El programa de Cambiemos y el chantaje de la huelga de inversiones

La aspiración de Cambiemos pasa, en lo fundamental, por generar las condiciones apropiadas para la reinversión del capital. Por eso su discurso es “si los trabajadores no aceptan peores condiciones laborales o salariales, no habrá inversión. Y si no hay inversión, no hay empleo”. Que es el programa del capital “en general”. O sea, no es el programa de alguna fracción del capital. De ahí la constante referencia de empresarios y políticos a la reforma laboral en Brasil (un ataque en toda la línea a conquistas de la clase obrera). El mensaje “general” de los dueños del capital es “si no nos dan algo parecido, no invertimos”.

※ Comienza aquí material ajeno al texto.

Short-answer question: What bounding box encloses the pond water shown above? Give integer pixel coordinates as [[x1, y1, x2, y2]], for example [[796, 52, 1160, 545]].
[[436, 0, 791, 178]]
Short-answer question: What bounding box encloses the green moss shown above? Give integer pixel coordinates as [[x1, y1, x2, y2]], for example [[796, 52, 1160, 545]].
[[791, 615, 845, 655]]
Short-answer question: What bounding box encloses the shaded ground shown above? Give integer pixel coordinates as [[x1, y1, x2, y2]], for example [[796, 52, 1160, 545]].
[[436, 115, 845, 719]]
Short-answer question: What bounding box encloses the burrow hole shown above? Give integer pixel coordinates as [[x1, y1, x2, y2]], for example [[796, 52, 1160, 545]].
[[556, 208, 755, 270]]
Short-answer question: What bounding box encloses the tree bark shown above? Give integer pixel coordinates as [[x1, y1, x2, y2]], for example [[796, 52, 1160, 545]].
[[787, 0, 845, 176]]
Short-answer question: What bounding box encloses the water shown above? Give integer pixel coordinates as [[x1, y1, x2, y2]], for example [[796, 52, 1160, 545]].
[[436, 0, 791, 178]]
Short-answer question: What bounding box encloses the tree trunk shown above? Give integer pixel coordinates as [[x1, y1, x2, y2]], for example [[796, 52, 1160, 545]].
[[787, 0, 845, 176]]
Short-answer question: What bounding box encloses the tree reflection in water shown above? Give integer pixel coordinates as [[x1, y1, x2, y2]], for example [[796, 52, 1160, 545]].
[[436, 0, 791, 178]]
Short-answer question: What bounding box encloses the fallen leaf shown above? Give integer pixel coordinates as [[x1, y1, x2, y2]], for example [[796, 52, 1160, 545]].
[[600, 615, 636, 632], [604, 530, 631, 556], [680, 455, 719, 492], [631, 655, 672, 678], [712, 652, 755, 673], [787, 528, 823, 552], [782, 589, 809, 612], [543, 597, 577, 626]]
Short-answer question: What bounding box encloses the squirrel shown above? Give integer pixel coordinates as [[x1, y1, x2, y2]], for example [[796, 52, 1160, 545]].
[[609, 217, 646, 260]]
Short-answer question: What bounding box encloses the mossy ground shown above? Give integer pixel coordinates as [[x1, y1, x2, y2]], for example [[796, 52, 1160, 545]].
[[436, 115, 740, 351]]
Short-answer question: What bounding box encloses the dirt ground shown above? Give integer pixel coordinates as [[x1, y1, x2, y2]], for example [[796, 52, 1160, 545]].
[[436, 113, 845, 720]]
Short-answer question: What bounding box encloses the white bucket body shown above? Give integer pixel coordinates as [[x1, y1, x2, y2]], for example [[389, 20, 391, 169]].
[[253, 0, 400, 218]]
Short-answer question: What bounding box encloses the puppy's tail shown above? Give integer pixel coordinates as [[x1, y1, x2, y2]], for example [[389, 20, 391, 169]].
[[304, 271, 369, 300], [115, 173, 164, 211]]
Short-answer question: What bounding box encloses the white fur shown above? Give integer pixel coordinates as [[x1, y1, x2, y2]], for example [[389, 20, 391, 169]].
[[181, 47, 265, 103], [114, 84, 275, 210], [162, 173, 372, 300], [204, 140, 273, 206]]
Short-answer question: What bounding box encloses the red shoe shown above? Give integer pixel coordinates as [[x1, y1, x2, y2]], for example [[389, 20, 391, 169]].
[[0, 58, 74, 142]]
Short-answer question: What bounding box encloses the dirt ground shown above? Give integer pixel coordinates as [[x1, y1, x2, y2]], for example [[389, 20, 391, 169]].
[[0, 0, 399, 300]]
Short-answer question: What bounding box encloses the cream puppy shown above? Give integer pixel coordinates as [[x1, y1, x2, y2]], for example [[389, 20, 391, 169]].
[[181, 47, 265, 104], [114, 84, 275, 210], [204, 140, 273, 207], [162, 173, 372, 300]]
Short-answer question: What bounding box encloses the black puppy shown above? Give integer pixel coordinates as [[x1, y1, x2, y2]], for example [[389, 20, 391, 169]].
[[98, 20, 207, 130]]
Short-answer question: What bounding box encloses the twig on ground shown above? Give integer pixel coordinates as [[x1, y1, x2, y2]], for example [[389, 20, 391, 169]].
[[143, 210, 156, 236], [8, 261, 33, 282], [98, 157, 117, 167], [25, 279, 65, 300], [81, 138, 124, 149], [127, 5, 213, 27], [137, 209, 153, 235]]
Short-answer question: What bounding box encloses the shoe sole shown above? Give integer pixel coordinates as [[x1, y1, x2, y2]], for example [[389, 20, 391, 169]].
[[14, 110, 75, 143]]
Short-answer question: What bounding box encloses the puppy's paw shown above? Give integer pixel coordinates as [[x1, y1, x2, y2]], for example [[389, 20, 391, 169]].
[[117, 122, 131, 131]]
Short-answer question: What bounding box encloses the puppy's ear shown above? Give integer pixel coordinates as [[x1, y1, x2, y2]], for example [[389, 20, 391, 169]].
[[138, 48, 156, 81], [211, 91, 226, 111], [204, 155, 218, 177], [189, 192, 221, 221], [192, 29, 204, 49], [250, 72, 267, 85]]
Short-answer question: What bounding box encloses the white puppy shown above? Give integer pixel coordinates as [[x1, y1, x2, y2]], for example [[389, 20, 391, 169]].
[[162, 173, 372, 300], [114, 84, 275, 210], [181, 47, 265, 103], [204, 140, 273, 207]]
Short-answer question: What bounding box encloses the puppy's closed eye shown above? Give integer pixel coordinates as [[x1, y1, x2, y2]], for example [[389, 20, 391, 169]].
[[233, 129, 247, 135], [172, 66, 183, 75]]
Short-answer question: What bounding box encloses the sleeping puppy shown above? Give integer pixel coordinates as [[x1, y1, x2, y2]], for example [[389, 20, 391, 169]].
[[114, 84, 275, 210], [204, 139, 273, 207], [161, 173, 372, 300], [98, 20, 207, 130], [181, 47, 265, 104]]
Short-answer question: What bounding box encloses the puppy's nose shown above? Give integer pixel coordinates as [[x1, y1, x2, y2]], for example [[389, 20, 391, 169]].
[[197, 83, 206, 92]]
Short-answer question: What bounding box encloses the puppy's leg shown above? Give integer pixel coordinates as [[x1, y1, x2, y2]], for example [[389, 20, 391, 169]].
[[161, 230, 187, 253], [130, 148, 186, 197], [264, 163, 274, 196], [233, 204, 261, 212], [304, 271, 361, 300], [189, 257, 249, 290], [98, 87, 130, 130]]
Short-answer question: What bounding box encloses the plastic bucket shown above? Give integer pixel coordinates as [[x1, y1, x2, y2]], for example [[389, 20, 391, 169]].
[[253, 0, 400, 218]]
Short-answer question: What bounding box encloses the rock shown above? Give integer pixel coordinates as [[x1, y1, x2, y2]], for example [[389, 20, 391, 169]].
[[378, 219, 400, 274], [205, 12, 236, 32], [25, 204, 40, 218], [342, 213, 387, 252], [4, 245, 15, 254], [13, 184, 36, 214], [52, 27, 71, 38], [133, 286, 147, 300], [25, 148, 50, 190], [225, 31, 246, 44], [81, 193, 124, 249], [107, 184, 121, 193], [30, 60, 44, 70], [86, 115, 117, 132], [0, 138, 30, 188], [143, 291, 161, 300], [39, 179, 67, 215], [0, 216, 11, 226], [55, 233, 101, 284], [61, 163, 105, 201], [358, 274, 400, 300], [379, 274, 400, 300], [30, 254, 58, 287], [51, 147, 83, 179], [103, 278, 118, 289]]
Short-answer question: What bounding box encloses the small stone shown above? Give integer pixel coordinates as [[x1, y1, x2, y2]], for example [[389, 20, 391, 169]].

Enfatizamos el carácter general del reclamo capitalista porque los autores “nac & pop” y asociados (incluyendo no pocos marxistas) piensan que el gobierno “neoliberal” de Macri representa centralmente al capital financiero (en detrimento del capital industrial y del pequeño y mediano empresario). La realidad es que el objetivo de bajar los costos laborales y debilitar toda forma de resistencia gremial es patrimonio de prácticamente todas las cámaras empresarias. A lo que se suma la exigencia de bajar impuestos y gasto estatal. No es una cuestión de capitales grandes o pequeños; ni de capitales nacionales o extranjeros; ni de los dedicados a servicios o dedicados al agro o la industria. Lo que está en juego es la sustancia de la hermandad de todo el capital: asegurar la generación y apropiación de plusvalía en las mejores condiciones políticas e institucionales. Por eso el optimismo que reinó en el encuentro de Idea no hizo distingos entre ramas de la actividad económica.

En definitiva, el gobierno de Macri está detrás de un programa desarrollista, sustentado en el gran capital, sea industrial, comercial, bancario, agrario. Y en el meollo del asunto también coincide la mayoría del peronismo. Por esta razón la cuestión estratégica para la clase trabajadora es cómo se enfrenta el chantaje de la huelga de inversiones. La insuficiencia de parches reformistas (o estatal nacionalistas) frente a esta ofensiva del capital –que seguramente se acentuará luego de las elecciones- debería ser evidente.